ESPELHO DE DUAS FACES
Não raro, pessoas com traços narcísicos marcantes se colocam em situações que prejudicam a si próprias. Os resultados de um estudo desenvolvido pelo psicólogo W. Keith Campbell e seus colegas da Universidade da Geórgia mostraram que o narcisismo está vinculado à tomada confiante de decisões, embora isso muitas vezes ocorra de forma precipitada – como ao apostar em projetos pessoais de maneira imprudente. Em outro trabalho, os pesquisadores relacionam a característica à infidelidade e à impulsividade. Pessoas muito voltadas para si mesmas também podem ser propensas à agressão, especialmente após receberem insultos. Um estudo conduzido pelos psicólogos Brad J. Bushman, da Universidade Estadual de Ohio e Roy F. Baumeister, da Universidade Estadual da Flórida, indicou que estudantes universitários considerados narcisistas têm grande probabilidade de agir de forma vingativa e intempestiva contra quem os ofendeu. Os cientistas pediram a um participante (na verdade, um pesquisador disfarçado) que criticasse um texto escrito pelos alunos, o que foi recebido por eles como uma ofensa. Os pesquisadores entenderam que a crítica negativa foi encarada pelos voluntários como uma ameaça ao próprio ego, não como se fosse um trabalho desvalorizado, mas como se eles mesmos tivessem sido profundamente atacados.

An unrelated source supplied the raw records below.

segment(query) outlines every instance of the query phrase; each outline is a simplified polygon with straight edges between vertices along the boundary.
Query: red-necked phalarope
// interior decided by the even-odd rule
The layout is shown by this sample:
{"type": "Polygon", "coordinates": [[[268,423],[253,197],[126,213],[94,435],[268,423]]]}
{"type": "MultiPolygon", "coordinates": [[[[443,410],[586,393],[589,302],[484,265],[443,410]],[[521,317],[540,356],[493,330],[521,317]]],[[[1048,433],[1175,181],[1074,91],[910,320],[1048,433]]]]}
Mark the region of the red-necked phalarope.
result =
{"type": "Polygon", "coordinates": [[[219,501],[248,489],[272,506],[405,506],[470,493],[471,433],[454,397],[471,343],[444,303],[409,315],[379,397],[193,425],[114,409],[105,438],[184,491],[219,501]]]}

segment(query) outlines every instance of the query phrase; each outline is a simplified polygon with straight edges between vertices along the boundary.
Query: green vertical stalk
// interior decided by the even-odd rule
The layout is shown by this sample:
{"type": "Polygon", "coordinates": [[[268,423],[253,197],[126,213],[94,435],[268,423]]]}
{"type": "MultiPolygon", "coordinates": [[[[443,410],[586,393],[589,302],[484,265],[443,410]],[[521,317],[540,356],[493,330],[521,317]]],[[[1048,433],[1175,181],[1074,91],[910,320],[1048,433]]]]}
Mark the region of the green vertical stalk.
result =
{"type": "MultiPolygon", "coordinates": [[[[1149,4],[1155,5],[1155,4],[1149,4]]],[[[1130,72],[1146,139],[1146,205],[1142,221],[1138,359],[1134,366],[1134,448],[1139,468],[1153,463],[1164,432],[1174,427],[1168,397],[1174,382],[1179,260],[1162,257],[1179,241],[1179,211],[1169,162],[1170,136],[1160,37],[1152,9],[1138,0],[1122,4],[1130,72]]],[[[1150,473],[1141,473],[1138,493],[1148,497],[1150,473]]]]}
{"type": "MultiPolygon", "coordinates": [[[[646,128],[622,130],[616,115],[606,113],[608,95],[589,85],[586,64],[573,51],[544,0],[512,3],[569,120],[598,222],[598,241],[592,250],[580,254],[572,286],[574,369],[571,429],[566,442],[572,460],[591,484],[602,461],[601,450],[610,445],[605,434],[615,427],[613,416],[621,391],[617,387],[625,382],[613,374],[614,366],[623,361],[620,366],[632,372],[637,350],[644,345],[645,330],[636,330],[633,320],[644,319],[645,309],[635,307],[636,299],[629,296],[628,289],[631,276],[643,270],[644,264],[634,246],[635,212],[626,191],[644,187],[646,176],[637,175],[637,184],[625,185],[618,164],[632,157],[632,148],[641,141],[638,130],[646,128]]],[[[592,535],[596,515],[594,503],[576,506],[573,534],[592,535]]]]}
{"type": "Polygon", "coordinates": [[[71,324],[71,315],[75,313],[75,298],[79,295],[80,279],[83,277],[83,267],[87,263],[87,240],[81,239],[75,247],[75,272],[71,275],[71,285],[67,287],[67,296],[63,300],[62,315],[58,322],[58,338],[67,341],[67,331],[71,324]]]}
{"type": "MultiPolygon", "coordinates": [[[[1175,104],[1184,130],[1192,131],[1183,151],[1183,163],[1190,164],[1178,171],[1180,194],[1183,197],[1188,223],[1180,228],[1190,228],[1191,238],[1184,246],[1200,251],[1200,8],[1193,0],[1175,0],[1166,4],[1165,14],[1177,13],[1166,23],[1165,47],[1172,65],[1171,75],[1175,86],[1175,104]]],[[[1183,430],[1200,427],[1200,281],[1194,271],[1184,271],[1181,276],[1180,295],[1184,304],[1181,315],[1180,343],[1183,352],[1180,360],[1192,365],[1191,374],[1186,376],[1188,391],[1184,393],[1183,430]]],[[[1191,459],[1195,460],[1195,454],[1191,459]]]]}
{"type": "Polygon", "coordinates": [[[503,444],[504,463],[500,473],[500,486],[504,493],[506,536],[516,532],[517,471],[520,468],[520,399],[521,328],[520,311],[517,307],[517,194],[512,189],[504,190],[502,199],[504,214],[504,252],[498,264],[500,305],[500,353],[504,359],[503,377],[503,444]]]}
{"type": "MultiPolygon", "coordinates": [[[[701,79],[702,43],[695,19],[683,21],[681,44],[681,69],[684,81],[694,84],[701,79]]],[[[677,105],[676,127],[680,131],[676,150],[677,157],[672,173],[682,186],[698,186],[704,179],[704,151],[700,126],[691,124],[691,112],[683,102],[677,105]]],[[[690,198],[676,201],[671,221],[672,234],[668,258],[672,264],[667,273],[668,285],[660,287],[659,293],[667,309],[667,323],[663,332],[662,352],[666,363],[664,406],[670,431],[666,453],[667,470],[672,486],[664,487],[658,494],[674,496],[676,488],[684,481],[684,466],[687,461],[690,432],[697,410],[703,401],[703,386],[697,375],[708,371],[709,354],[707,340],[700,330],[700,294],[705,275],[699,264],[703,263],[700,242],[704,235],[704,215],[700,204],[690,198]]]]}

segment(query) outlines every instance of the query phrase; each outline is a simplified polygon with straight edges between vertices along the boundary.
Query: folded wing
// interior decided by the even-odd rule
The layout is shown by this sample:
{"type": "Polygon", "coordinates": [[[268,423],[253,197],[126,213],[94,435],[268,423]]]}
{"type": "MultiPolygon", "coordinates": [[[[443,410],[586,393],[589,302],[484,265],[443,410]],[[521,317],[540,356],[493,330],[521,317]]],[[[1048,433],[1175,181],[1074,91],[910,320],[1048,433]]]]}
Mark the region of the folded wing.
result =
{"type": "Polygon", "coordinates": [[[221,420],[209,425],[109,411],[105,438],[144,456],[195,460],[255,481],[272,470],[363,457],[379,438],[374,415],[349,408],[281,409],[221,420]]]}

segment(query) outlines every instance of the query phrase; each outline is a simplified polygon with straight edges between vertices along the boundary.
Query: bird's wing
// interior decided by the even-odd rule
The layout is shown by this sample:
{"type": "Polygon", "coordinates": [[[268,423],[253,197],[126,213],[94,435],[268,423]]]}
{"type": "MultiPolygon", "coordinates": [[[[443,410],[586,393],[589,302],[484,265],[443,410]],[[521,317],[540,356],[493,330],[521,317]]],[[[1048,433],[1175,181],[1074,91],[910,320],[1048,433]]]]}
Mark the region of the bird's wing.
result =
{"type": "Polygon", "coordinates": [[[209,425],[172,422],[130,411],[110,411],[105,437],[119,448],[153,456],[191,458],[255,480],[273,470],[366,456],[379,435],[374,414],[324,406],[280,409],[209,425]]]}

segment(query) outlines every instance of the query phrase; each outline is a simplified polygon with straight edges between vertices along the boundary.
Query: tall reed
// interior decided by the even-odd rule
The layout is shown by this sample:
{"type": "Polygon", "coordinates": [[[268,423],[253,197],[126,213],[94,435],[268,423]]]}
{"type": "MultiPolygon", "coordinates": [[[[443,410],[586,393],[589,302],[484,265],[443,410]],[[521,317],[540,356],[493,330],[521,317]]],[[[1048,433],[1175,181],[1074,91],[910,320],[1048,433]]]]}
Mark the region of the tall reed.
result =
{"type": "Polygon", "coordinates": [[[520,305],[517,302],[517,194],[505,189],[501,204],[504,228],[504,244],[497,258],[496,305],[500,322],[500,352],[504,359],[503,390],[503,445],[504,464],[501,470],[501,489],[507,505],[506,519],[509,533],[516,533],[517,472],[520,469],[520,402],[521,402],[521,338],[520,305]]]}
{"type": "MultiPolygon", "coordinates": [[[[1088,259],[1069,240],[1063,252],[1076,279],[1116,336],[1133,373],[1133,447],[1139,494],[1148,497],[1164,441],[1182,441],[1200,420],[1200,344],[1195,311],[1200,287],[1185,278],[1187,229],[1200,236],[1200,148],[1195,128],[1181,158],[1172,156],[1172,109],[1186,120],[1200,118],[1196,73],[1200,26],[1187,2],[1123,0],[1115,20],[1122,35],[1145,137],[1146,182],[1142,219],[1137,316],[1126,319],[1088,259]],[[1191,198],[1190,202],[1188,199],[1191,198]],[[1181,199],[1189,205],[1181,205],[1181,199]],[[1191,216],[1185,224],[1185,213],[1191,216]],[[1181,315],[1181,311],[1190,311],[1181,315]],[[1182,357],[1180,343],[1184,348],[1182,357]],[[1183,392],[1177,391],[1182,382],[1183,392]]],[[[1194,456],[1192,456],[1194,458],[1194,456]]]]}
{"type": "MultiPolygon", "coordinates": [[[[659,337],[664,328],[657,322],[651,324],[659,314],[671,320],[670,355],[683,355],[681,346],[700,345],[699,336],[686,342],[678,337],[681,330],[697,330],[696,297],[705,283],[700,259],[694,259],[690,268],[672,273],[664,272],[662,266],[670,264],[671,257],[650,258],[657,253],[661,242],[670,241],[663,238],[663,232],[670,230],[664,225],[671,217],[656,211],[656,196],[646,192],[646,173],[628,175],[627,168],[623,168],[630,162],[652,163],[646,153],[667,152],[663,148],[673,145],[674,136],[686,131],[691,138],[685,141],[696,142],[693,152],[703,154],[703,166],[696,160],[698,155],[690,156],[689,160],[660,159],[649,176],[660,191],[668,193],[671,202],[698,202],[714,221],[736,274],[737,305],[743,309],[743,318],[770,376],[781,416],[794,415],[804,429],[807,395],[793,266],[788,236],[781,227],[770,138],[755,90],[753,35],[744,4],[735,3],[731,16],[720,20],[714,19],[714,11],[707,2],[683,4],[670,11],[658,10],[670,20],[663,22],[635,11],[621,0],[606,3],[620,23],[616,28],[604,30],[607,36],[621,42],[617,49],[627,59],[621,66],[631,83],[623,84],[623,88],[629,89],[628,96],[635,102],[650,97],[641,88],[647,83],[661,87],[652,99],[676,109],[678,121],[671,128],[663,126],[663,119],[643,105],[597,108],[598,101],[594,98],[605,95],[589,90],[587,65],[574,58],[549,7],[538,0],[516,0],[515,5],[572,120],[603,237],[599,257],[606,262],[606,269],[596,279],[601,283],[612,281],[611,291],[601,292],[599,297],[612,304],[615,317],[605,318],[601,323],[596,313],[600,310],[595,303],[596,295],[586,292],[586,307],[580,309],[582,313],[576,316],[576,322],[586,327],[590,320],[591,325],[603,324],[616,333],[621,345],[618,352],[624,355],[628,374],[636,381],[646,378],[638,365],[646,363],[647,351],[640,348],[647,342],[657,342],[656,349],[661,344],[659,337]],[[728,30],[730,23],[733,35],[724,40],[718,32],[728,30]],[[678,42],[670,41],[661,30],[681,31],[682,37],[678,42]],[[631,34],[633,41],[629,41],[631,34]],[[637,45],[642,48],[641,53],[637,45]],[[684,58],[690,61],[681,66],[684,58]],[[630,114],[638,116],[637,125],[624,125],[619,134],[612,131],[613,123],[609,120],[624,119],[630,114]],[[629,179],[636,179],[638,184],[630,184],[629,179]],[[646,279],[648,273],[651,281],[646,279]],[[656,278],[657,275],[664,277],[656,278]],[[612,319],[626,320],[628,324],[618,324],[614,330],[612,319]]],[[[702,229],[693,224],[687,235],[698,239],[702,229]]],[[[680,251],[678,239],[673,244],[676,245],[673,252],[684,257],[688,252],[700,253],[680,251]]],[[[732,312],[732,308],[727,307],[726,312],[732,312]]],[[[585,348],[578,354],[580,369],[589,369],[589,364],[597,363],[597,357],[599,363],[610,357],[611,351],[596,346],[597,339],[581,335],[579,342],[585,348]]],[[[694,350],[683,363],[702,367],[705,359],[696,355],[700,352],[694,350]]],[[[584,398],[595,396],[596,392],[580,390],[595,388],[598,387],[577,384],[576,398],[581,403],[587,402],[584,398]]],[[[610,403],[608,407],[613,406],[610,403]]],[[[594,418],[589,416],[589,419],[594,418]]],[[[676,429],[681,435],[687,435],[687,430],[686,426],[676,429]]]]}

Já o psicólogo Paul Nestor, professor da Universidade de Massachusetts, Boston, ressaltou que pessoas com características intensas do transtorno de personalidade narcisista têm forte risco de passar por situações de violência e desenvolver também o transtorno de personalidade antissocial, relacionado a atos irresponsáveis e, em casos extremos, à prática criminosa. Comportamentos autodestrutivos também podem decorrer do desespero de pessoas narcisistas que deixam de ter seu potencial reconhecido pelos outros. Em um estudo de 2009, uma equipe liderada pelo psicólogo Aaron L. Pincus, da Universidade do Estado da Pensilvânia, relacionou características do narcisismo patológico com tentativas de suicídio. Dados de 2011 apontam que egocêntricos vulneráveis (não os pretensiosos) correm mais riscos de machucar a si mesmos, às vezes de maneira inconsciente, ter pensamentos suicidas e até se automutilar – o que pareceria contraditório para alguém que se valoriza tanto, se na base desses sintomas não estivesse uma enorme fragilidade psíquica.

Por outro lado, uma pesquisa de 2009 conduzida pela psicóloga Amy B. Brunell, da Universidade do Estado de Ohio, em Newark, apontou que pessoas com característica narcísica rapidamente emergem como líderes em discussões de grupo e nas redes sociais, apresentando maior probabilidade de alcançar posições de destaque, por sua atitude carismática, propostas eficazes e criativas. O problema nesse caso, é que, dependendo do grupo, líderes excessivamente voltados para si próprios podem inibir seguidores potenciais – e nem mesmo notar que provocam essa reação. O psicólogo Timothy A. Judge e seus colaboradores da Universidade da Flórida demonstraram que estudantes de um programa de gestão considerados narcisistas tendiam a se perceber como ótimos líderes, embora outras pessoas não os julgassem tão bem.

As vantagens de ser voltado aos próprios interesses, porém, se estendem além da liderança. Em um estudo publicado em 2011, o psicólogo Peter D. Harms e seus colegas da Universidade de Nebraska-Lincoln mostraram que pessoas consideradas narcisistas costumam se destacar em entrevistas de emprego simuladas, geralmente devido à habilidade de se autopromover. 

Esses resultados estão de acordo com outra pesquisa feita em 2006 por pesquisadores da Universidade do Sul da Califórnia. Os cientistas apontaram elevado grau de narcisismo em celebridades, comparadas com a população em geral. Considerar esses resultados pode nos levar a pensar que, apesar de a admirável capacidade de autopromoção de narcisistas pretensiosos possa ser incômoda para muitos que os rodeiam, é possível aprender com essa característica. Talvez, sustentar-se no centro do universo realmente seja cansativo demais, mas manter-se no controle da própria vida, sem a obrigação de brilhar em tempo integral, pode trazer muita satisfação.